Thursday, March 26, 2009

school, glorious school

The dust has settled. We got our first choice public school and were waitpooled on all four of the privates to which we applied. Happy, of course, that we have a solid school in pocket, but a little sad about losing the chance for a unique educational experience for Z and O, at least in the elementary years. People have tried to be upbeat and reassuring that the waitlists could clear over the summer, but I see this one opportunity dimming. We'll try again for middle school, but it will be no less difficult, if not more so.

I was seduced by the offerings from the privates. Beautiful campuses, warmth and a sense of community, a fully-loaded curriculum, and - if I had to be honest - a chance to give my kids a leg up in the world.
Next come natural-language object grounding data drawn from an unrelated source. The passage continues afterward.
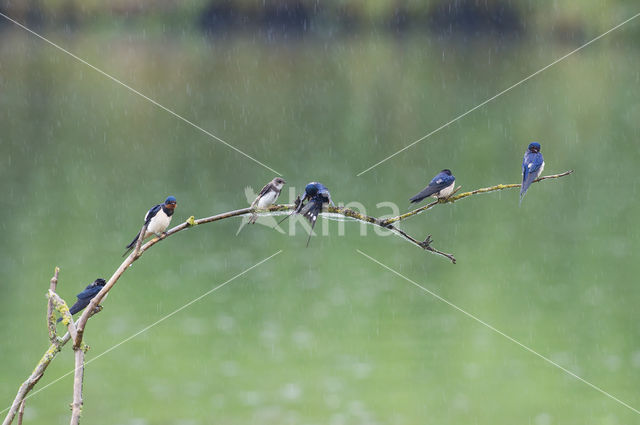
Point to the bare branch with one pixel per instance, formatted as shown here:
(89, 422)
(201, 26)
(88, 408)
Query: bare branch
(452, 199)
(76, 330)
(35, 376)
(51, 322)
(76, 406)
(21, 412)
It was a glimpse into an entirely different experience that neither D nor I had as children. It was a gift we wanted to give Z and O, and it was frustrating that we couldn't pull it off. 

We're being philosophical; God is pointing us toward the public. To reinforce that notion, there is a preschool next to the school's campus. I'm touring it in a few weeks, and if my gut says go, I'm submitting an application for O. The ability to minimize the impact of the double drop-off/pick-up is infinitely valuable.

I'm trying to not see this as a closed door but a turn in the road. It's hard not to feel a sense of loss, though. I'm wondering if the mere fact that my older baby is starting kindergarten in a few months is the root of my emotional reaction to the process. 

In the meantime, I'm indulging in fantasies of volunteering in the school library and chaperoning field trips.